Title:

Doubly robust methods for multi armed bandits

Abstract:

In a multi-arm bandit (MAB) setting, in each epoch, the decision maker chooses one arm and observes the reward associated with only that arm, i.e. the rewards of all other arms are missing! Doubly robust (DR) estimation is a well-known technique in the statistics literature on handling missing data. The pseudo-reward samples generated by the DR technique are unbiased provided either the model for the data or the probability that the data is missing is known. In the MAB setting, the probability that the data for an arm is missing is known! Therefore, the DR technique generates unbiased pseudo-rewards for the unselected arms. In each round, the conventional methods for MAB update the estimate for the reward of the chosen arm, and the DR estimator imputes the missing rewards and computes new estimates for all arms in all rounds. Thus, there is a possibility that DR estimates for the rewards of all arms converge uniformly independent of the specific arm selection policy used. This potentially allows us to simultaneously reduce regret and optimize other criteria, e.g. identify the best arm, or the arms on a Pareto front. We show that this is indeed possible in many contexts such as revenue management, Pareto front identification, and sparse linear reinforcement learning, and this leads to improved theoretical guarantees and empirical performance.
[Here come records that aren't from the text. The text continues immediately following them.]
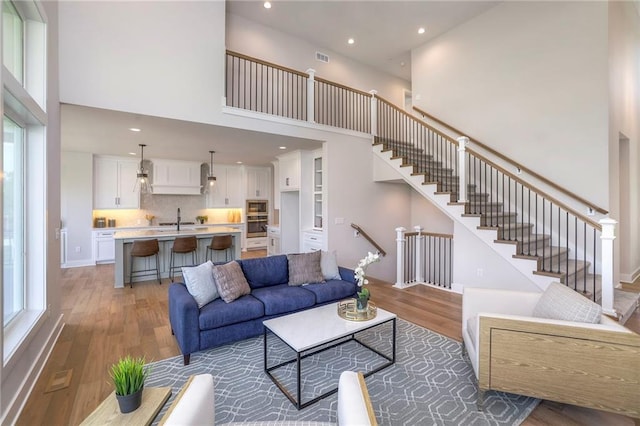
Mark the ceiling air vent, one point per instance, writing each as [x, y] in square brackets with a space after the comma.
[322, 57]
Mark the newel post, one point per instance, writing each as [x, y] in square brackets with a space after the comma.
[418, 253]
[400, 243]
[463, 141]
[374, 114]
[311, 115]
[607, 237]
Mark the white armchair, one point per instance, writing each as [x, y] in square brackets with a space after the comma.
[194, 405]
[585, 364]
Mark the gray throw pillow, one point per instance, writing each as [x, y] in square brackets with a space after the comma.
[230, 281]
[329, 265]
[200, 283]
[560, 302]
[305, 268]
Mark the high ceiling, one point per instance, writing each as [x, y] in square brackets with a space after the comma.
[384, 33]
[107, 132]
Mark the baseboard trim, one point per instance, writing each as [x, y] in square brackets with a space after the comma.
[15, 407]
[630, 279]
[78, 264]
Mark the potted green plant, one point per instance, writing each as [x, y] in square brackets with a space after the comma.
[128, 376]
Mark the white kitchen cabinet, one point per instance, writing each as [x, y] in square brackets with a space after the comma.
[228, 192]
[317, 193]
[104, 247]
[289, 171]
[256, 243]
[176, 177]
[312, 241]
[258, 183]
[113, 182]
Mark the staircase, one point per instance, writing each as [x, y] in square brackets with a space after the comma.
[489, 213]
[546, 239]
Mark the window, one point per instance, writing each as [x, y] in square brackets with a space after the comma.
[13, 261]
[23, 175]
[12, 40]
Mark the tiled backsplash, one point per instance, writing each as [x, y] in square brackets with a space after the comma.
[164, 209]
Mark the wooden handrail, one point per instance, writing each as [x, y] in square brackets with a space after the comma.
[428, 234]
[543, 194]
[417, 120]
[340, 86]
[270, 64]
[520, 166]
[368, 238]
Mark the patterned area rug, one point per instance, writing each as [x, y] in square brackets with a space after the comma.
[430, 383]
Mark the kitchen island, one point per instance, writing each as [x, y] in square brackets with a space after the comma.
[124, 241]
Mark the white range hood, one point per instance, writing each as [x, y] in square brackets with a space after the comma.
[176, 177]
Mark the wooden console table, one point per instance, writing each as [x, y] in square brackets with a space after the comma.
[108, 412]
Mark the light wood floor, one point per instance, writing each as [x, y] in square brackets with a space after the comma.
[103, 323]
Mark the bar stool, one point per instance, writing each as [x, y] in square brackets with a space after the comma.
[183, 245]
[220, 242]
[144, 248]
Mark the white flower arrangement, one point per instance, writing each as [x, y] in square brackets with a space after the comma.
[359, 272]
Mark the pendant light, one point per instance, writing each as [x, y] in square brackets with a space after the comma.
[142, 181]
[211, 179]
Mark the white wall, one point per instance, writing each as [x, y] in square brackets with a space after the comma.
[530, 79]
[624, 121]
[156, 58]
[253, 39]
[427, 215]
[18, 378]
[77, 205]
[477, 265]
[378, 208]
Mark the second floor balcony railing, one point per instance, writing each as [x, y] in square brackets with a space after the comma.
[265, 87]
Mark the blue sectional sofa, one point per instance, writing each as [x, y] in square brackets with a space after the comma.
[218, 322]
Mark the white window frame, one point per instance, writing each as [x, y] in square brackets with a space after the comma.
[25, 104]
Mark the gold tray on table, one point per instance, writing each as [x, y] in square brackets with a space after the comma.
[347, 310]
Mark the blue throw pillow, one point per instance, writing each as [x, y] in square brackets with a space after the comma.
[265, 271]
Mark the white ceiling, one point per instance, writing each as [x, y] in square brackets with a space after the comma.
[101, 131]
[385, 32]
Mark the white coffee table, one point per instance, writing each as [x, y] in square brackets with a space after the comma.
[318, 329]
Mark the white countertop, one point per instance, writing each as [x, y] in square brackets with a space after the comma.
[152, 227]
[170, 231]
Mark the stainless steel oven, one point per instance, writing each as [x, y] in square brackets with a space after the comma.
[257, 225]
[257, 218]
[257, 207]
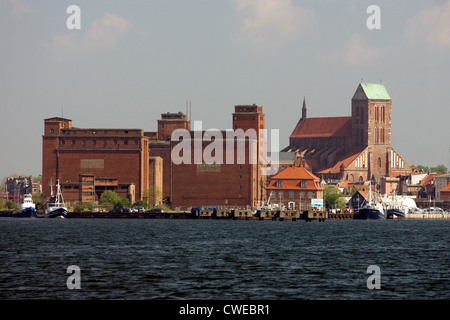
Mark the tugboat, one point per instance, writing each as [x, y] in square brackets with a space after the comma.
[55, 207]
[372, 210]
[27, 208]
[396, 209]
Joint work with Wonyoung (Tim) Kim and Assaf Zeevi

Bio:

Garud Iyengar is the Tang Professor of Operations at Columbia Engineering. He received his B. Tech. in Electrical Engineering from IIT Kanpur, and an MS and PhD in Electrical Engineering from Stanford  University. His research interests are broadly in control, machine learning and optimization. His current projects focus on the areas of large-scale power systems and supply chains, causal inference, and modeling of cellular processes. He was elected an INFORMS Fellow in 2018. He was the Chair of the Department of Industrial Engineering and Operations Research from 2013-19, and the Associate Director for Research at the Columbia Data Science Institute from 2017-19. He has been an Amazon Scholar since 2019. He is currently the Senior Vice Dean for Research and Academic Programs at Columbia Engineering.